The harm threatened to the public by the abuses attending horse racing is well documented. As the court in
Morris
opined:
No one, we assume, will contend that the drugging of race horses, in such a way as to affect the result of a race, is not an evil which must be scotched wherever present, and by any reasonable and adaptable method. The simple proposition is that in permitting horse racing in this State, and in permitting wagers thereon the Legislature has weakened in its battle against gambling and all wagers. As enacted, our racing laws del
egated the management thereof to a Racing Commission, and gave it complete power to adopt rules and regulations therefor . . . (P)atrons of race tracks who, under the pari-mutuel system, make wagers on horse races, shall be given assurance that they will not be deprived of their money through fraudulent practices.
State ex rel. Morris v. West Virginia Horse Racing Commission,
supra, 55
S.E.2d at pp. 271, 274-275.
See also
Sandstrom v. California Horse Racing Board,
supra.
A thirty-day delay pending a hearing under the West Virginia regulatory scheme does not work a sufficient hardship on plaintiffs to justify invalidating the procedure.
See
Anderson National Bank v.

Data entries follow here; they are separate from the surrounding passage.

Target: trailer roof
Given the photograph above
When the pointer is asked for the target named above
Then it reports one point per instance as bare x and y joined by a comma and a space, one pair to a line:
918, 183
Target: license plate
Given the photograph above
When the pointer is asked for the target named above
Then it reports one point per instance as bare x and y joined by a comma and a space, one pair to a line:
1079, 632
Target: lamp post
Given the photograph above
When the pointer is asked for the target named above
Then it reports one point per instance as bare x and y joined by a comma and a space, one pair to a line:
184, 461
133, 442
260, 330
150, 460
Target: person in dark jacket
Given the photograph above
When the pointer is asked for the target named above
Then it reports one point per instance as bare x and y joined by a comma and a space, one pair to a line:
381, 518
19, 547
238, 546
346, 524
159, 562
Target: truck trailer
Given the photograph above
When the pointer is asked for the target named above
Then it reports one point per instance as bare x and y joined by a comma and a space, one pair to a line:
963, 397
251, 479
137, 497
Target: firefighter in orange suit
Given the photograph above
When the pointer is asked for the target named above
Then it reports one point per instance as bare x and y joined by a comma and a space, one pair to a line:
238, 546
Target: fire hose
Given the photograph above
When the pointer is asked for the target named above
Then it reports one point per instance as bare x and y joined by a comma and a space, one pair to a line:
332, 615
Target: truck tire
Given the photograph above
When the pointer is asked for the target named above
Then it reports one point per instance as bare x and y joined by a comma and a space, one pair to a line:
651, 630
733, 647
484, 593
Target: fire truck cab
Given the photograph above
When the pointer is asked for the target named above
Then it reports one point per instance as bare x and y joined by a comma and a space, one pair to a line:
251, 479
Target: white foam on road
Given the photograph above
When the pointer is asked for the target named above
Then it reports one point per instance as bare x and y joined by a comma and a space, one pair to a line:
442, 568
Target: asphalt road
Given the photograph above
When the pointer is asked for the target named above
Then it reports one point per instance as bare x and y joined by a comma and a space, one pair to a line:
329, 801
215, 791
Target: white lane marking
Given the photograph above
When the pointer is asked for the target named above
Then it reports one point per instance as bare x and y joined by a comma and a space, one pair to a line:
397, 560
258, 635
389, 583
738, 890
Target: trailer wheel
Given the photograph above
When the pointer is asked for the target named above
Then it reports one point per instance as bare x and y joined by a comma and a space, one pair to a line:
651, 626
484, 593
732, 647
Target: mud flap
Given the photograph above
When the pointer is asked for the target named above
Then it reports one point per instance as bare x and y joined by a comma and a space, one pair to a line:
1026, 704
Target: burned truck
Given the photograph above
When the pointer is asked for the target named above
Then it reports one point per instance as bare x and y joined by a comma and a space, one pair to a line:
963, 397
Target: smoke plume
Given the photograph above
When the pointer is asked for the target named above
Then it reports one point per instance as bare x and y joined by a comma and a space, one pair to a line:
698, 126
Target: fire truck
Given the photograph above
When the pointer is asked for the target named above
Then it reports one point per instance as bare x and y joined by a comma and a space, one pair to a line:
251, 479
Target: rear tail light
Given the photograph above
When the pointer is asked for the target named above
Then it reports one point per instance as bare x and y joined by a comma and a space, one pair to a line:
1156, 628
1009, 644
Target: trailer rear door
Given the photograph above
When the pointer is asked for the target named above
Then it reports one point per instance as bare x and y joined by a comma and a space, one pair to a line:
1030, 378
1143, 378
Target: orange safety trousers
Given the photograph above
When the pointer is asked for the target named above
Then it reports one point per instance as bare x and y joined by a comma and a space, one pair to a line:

Luckett, 321 U.S. 233, 64 S.Ct. 599, 88 L.Ed. 692 (1944). That is, balancing the state’s interest in protecting its citizens from fraudulent horse racing practices against harm occasioned plaintiffs by a summary suspension of track privileges for a maximum of thirty days’ duration
finds firm bases in the protection and furtherance of legitimate state interests. The Court finds and concludes that Rules 804 and 805 represent and constitute a legitimate exercise of the state’s police powers.
See
Mitchell v. W. T. Grant Co., - U.S. -, 94 S.Ct. 1895, 40 L.Ed.2d 406, 42 U.S.L.W. 4671 (1974).
It should also be noted that defendant has moved to dismiss the complaint under Rule 12(b)(6), Federal Rules of Civil Procedure, because of plaintiffs’ alleged failure to exhaust their state remedies prior to the institution of the pending action. Since defendant’s motion to dismiss is granted for the reasons above noted, the Court finds it unnecessary to decide this issue.
But cf.
Chicago v. Atchison, Topeka & Santa Fe R.R., 357 U.S. 77, 89, 78 S.Ct. 1063, 2 L.Ed.2d 1174 (1958); Lane v. Wilson, 307 U.S. 268, 274, 59 S.Ct. 872, 83 L.Ed. 1281 (1939).
Accordingly, it is ordered that defendant’s motion to dismiss be, and it is hereby, granted. This case will be closed and be stricken from the docket.
The Clerk is directed to mail, by United States mail, certified copies of this Memorandum Order to all counsel of record.